Due to the shortage of donor organs, transplant centres are increasingly turning to livers that would once have been discarded – ‘marginal’ organs, such as those with steatosis and use of these organs could decrease the likelihood of a successful transplant. The mechanisms by which steatosis causes post-transplant complications are not fully understood.
The amount of fat in hepatocytes is regulated by a number of distinct mechanisms. Previous studies of these processes have largely been performed in animals or cells derived from animals with results difficult to translate directly to humans due to differences in liver metabolism and enymes between species. We are aiming to develop a model that uses excess liver tissue (resection surplus) that is normally discarded from previously consented patients undergoing liver surgery to isolate human hepatocytes which can then be used to understand the mechanisms of hepatic steatosis (Figure 1). Human hepatocytes can be difficult to isolate from intact liver tissue, be fussy about the environment they are cultured in and can, at times, be difficult to work with. We will be developing different approaches for isolating hepatocytes from liver tissue to produce cells with a good yield and long-term viability. We hope culturing the hepatocytes under different conditions, in order to mimic their environment inside the body; will produce a model which significantly improves upon approaches currently available.
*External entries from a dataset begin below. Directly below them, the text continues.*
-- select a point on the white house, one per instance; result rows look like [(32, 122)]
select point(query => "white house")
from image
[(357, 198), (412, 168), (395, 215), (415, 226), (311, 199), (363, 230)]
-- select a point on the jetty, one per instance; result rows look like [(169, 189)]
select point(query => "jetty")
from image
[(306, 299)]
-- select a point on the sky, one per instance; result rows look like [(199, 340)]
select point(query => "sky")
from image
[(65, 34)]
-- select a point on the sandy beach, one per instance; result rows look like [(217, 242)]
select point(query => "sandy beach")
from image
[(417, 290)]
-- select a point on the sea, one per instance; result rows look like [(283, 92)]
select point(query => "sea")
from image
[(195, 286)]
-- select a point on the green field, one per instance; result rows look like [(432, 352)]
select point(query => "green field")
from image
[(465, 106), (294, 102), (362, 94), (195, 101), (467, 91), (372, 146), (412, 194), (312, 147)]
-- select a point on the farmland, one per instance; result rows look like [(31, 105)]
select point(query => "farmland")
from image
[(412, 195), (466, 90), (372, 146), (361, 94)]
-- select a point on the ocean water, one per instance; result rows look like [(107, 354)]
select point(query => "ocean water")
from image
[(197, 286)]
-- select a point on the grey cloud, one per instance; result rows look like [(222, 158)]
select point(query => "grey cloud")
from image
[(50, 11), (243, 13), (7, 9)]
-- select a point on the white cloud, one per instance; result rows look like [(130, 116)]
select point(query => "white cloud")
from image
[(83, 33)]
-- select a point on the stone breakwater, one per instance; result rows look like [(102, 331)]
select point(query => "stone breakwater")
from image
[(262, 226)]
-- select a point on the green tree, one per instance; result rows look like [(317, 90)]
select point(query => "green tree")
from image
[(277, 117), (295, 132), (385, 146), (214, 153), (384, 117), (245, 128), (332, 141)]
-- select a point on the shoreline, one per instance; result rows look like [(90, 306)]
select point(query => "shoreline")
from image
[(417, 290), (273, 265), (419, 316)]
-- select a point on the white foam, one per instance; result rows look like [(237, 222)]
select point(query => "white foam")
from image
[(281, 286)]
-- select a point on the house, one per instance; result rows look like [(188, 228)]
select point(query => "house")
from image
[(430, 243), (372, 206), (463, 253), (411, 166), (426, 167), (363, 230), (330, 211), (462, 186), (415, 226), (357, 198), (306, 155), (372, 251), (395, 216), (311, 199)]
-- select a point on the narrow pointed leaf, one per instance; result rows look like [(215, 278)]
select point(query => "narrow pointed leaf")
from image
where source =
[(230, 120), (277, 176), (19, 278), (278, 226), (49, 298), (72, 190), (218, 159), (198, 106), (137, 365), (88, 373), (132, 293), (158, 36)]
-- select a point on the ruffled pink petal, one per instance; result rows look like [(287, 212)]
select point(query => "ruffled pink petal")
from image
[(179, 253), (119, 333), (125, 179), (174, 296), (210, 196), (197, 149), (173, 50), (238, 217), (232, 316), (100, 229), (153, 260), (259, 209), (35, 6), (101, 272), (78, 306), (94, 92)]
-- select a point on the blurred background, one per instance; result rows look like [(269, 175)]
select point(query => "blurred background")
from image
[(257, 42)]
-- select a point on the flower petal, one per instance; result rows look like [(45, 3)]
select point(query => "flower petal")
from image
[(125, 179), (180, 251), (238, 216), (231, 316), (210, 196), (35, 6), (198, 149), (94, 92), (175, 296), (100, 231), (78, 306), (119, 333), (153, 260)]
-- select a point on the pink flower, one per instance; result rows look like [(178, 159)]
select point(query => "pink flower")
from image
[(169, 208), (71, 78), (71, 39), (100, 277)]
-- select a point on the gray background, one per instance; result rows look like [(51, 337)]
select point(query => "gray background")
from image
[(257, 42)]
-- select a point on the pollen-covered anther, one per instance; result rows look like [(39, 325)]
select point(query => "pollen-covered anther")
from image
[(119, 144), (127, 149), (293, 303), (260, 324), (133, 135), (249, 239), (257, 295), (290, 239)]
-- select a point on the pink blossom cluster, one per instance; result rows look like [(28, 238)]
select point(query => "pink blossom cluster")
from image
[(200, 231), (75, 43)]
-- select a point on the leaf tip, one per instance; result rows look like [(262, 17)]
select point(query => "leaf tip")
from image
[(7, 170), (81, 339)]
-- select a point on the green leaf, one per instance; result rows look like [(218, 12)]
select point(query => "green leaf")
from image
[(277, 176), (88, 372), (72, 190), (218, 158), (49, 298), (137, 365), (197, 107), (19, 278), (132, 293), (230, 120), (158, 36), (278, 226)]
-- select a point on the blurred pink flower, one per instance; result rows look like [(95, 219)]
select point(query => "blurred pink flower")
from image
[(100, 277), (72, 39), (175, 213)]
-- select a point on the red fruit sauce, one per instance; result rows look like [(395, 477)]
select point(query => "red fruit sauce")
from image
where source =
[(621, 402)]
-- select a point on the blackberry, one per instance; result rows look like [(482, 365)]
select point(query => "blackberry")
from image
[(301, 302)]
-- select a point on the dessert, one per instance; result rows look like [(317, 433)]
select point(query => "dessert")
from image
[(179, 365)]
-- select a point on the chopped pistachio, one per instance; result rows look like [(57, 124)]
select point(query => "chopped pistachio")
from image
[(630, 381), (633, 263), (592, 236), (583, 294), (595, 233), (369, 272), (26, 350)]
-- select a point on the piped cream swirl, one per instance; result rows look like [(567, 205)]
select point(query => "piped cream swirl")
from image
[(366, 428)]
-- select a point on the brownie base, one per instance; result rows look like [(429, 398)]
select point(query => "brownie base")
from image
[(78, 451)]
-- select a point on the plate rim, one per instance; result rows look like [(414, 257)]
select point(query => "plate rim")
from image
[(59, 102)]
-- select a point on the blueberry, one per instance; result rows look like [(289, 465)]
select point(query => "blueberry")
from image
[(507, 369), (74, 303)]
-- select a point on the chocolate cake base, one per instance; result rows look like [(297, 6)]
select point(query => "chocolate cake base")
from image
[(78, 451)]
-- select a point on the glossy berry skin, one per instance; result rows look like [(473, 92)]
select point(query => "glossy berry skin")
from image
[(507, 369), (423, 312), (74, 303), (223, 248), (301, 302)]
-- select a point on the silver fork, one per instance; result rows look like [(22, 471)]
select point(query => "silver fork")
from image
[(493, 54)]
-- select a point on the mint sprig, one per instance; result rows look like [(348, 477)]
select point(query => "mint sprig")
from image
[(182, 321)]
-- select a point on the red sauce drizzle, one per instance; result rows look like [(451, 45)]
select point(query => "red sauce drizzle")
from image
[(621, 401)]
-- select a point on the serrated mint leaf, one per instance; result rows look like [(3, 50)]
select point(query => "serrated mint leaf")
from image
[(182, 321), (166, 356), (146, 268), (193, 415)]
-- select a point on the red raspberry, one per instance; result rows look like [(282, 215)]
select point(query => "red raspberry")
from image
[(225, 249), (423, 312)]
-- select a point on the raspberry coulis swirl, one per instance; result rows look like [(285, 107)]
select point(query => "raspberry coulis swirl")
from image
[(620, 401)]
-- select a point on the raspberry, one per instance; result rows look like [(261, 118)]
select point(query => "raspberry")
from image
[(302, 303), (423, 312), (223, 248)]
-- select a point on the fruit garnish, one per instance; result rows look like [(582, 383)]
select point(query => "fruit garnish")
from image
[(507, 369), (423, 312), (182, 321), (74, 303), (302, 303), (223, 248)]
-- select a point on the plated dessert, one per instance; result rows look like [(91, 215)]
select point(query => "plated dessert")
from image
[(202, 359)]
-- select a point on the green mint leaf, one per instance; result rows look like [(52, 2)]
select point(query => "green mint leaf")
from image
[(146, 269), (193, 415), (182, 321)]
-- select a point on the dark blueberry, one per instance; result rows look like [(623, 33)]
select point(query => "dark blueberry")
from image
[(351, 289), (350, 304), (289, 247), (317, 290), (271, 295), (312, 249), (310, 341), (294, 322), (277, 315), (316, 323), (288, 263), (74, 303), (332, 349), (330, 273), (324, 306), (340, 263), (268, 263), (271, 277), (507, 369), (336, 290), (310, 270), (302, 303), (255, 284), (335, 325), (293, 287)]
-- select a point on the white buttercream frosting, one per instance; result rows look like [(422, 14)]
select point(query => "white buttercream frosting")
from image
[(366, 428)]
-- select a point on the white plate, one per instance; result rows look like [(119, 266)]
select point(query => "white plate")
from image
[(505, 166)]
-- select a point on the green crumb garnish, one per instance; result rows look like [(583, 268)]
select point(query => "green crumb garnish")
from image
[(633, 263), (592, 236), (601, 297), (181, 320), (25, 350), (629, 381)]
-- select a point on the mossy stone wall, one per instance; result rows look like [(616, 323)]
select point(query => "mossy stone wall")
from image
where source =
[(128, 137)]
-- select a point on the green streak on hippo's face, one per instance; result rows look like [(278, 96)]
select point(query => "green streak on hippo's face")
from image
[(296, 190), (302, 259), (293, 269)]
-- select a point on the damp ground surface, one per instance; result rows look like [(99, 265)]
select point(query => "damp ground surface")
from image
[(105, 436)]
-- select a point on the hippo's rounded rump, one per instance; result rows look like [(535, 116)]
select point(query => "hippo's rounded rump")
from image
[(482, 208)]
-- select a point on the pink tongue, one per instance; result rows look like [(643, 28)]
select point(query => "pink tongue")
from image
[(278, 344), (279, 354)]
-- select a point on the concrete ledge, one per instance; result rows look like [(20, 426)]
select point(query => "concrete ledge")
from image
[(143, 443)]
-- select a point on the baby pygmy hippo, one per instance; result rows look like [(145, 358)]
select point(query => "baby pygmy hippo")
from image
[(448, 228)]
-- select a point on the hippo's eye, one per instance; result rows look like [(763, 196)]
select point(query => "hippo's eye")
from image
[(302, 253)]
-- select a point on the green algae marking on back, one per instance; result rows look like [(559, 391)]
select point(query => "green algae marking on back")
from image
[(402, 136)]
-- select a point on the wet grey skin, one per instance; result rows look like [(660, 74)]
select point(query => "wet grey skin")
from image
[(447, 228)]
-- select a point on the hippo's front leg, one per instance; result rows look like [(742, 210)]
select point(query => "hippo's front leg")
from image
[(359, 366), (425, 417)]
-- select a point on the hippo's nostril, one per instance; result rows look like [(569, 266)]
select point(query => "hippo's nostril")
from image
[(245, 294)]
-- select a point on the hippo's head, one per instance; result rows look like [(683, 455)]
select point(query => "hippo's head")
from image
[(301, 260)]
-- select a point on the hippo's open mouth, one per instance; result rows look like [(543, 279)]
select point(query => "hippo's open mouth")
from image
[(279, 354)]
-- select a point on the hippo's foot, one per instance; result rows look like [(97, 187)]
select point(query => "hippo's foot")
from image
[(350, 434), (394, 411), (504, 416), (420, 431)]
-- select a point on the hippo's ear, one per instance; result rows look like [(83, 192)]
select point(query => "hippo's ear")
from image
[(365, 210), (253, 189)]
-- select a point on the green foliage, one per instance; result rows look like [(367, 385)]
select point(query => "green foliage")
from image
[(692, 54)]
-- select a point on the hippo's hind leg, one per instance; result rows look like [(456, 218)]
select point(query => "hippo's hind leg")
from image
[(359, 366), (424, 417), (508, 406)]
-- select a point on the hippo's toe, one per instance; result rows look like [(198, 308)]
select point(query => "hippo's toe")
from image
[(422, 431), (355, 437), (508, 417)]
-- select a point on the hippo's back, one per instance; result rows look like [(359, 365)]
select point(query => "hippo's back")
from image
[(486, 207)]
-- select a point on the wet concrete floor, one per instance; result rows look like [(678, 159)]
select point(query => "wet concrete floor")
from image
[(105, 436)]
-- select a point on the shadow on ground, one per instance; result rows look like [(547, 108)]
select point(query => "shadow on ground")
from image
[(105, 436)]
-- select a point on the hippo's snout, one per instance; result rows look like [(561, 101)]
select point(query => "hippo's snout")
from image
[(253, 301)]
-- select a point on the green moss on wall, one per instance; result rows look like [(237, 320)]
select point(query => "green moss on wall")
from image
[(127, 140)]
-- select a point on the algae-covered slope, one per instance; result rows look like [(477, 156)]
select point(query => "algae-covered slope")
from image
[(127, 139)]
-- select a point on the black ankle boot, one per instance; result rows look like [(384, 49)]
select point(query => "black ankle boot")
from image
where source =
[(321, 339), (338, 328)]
This project will help develop and validate a model that will then pave the way to investigations of the mechanisms that regulate liver fat metabolism as well as provide knowledge of how specific environmental and lifestyle factors (such as fats, sugars and oxygen concentration) influence the regulation of liver fat. Ultimately we want to also establish a system where we can store hepatocytes long term in liquid nitrogen, a process known as cryopreservation. Cryopreservation will be designed to retain liver function and health of the hepatocytes allowing us to make them a valuable commodity for the wider research community.